With so many options available in terms of style, design, build quality and accessories, these are exciting times to be investing in a new bicycle.
But, if you have to factor financing your new wheels into the decision making process then that excitement can quickly turn into an overwhelmingly confusing and stressful headache.
Don’t let thoughts of paying for your new bike take the shine off getting it. Get your head around the pros and cons of four different bike financing options now before you start shopping:
Cycle to Work Scheme:
This financing initiative was set up by the government to help employees commute to and from the workplace in a way that’s healthy and relieves congestion on the roads.
It covers the cost of leasing a bicycle and accessories up to the value of £1000, and is paid for through pre-tax, salary sacrifice payments taken at source for 12-18 months.
At the end of that period you have option of buying the bike outright and could save up to 42% on the original purchase price.
Pros: You can spread the cost of a new bike with no commitment to buy it at the end of the lease period. There’s no minimum spend and only 50% of your cycling miles have to be allocated for work so you can get a road bike or hybrid and enjoy it far away from the office.
Cons: £1000 is the spending limit and self-employed individuals, like those in minimum wage roles, are not eligible for the scheme due its repayment limitations. Things can become complicated if you decide to leave your employer and you won’t actually own the bike unless you pay for it at the end of the lease period.
You can find out more about this option by speaking to your employer to visiting www.cyclescheme.co.uk
Bike Shop Finance Deals:
Bicycle retailers, especially the die-hard enthusiast independents, often make great finance deals available on off-the-peg or custom build bikes and accessories.
Pros: You can choose any kind of road, hybrid or mountain bike finance deal you like and often benefit from 0% interest for up to 36 months. There are no spending limits so you can get the bike and accessories you want now and split the cost into manageable monthly payments.
Cons: There may be a minimum spend, usually of around £300 to qualify for a 0% loan and you might need to pay a small deposit.
Find out more by contacting a reputable independent retailer like Formby Cycles to find out more.
Personal Bank Loan:
This is perhaps one of the most traditional methods of borrowing money to make a purchase.
Pros: Most banks like lending money so will usually offer competitive interest rates, lengthy repayment terms to keep your monthly costs down or additional incentives such as discounted insurance policies for signing up with them.
Cons: Shopping around for the best deal and applying for it can be confusing and time-consuming and even if the interest rate for borrowing is low, you’ll still pay more for your bike and accessories than it actually cost in the long term.
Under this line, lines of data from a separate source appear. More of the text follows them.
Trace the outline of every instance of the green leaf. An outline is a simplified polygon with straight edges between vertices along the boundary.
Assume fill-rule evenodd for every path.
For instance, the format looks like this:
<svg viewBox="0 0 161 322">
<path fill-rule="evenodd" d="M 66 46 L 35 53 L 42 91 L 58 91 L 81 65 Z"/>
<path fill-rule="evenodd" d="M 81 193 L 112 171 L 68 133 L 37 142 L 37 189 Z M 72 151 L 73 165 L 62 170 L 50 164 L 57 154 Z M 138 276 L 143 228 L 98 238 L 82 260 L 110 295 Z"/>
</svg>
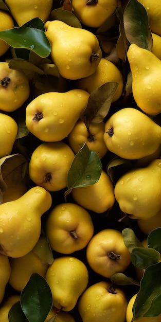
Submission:
<svg viewBox="0 0 161 322">
<path fill-rule="evenodd" d="M 78 18 L 72 12 L 64 9 L 55 9 L 50 12 L 50 19 L 61 20 L 65 24 L 76 28 L 82 28 L 82 25 Z"/>
<path fill-rule="evenodd" d="M 132 321 L 138 321 L 143 316 L 156 316 L 161 313 L 160 275 L 161 262 L 151 265 L 145 270 L 133 305 Z"/>
<path fill-rule="evenodd" d="M 116 52 L 118 57 L 123 62 L 125 62 L 129 43 L 126 37 L 123 25 L 123 11 L 121 7 L 117 8 L 116 10 L 116 16 L 119 20 L 119 37 L 116 43 Z"/>
<path fill-rule="evenodd" d="M 148 236 L 148 247 L 152 247 L 161 254 L 161 227 L 152 230 Z"/>
<path fill-rule="evenodd" d="M 98 181 L 102 164 L 98 154 L 91 151 L 86 143 L 76 154 L 67 174 L 67 195 L 74 188 L 94 185 Z"/>
<path fill-rule="evenodd" d="M 0 31 L 0 39 L 16 48 L 26 48 L 42 58 L 51 51 L 49 41 L 42 30 L 28 27 L 16 27 Z"/>
<path fill-rule="evenodd" d="M 132 263 L 138 269 L 146 269 L 156 264 L 159 258 L 159 253 L 151 248 L 136 247 L 133 249 L 131 254 Z"/>
<path fill-rule="evenodd" d="M 124 31 L 130 43 L 151 50 L 153 39 L 147 11 L 137 0 L 129 1 L 123 14 Z"/>
<path fill-rule="evenodd" d="M 22 310 L 29 322 L 44 322 L 52 306 L 50 289 L 44 277 L 32 274 L 21 294 Z"/>
<path fill-rule="evenodd" d="M 42 30 L 44 32 L 45 31 L 44 22 L 38 17 L 33 18 L 29 21 L 28 21 L 23 25 L 23 27 L 29 27 L 30 28 L 34 28 L 37 29 L 40 29 L 40 30 Z"/>
<path fill-rule="evenodd" d="M 115 273 L 110 279 L 113 283 L 117 285 L 139 285 L 140 282 L 131 277 L 128 277 L 123 273 Z"/>
<path fill-rule="evenodd" d="M 144 248 L 141 242 L 136 237 L 134 231 L 130 228 L 125 228 L 123 229 L 122 235 L 124 244 L 130 253 L 131 253 L 133 249 L 135 248 Z"/>
<path fill-rule="evenodd" d="M 39 74 L 43 75 L 44 74 L 43 70 L 38 67 L 28 60 L 22 58 L 13 58 L 9 61 L 8 65 L 11 69 L 32 70 Z"/>
<path fill-rule="evenodd" d="M 80 118 L 87 129 L 91 122 L 102 122 L 108 114 L 118 83 L 108 82 L 96 88 L 90 95 L 88 103 Z"/>
<path fill-rule="evenodd" d="M 8 312 L 8 319 L 9 322 L 27 322 L 26 318 L 21 306 L 20 301 L 13 305 Z"/>
</svg>

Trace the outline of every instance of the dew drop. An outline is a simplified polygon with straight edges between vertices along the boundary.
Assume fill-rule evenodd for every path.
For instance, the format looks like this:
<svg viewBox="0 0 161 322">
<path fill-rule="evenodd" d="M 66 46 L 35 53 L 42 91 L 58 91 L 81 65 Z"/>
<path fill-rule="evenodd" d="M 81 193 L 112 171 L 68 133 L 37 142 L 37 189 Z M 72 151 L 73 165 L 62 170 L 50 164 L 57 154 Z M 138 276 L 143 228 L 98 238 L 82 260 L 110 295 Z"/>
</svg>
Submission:
<svg viewBox="0 0 161 322">
<path fill-rule="evenodd" d="M 147 86 L 148 90 L 151 90 L 151 88 L 152 88 L 152 86 L 151 86 L 151 85 L 150 85 L 150 84 L 149 84 Z"/>
<path fill-rule="evenodd" d="M 133 200 L 137 200 L 137 194 L 134 194 L 133 196 Z"/>
<path fill-rule="evenodd" d="M 65 120 L 64 118 L 60 118 L 58 122 L 60 124 L 62 124 L 62 123 L 64 123 Z"/>
<path fill-rule="evenodd" d="M 90 174 L 87 174 L 87 175 L 86 176 L 86 178 L 87 179 L 87 180 L 90 180 L 91 175 L 90 175 Z"/>
</svg>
Most people have credit cards and make use of them for significant purchases. If you don’t already have one, it’s wise to shop around for the best deal and read the small print before signing up.
Pros: If you have a credit card and adequate funds on it to make a purchase, you can finance your new bike in the time it takes to enter a pin number. If you encounter subsequent problems it, the Consumer Credit Act guarantees a refund providing you spent more than £100.
Cons: Interest fees on a credit card are some of the highest and managing monthly repayments is solely your responsibility. If you don’t manage them well, you could spend much, much more on your bike than it originally cost and damage your credit rating.
Now you know how you could finance your new dream machine, you just need to decide what you really want to ride!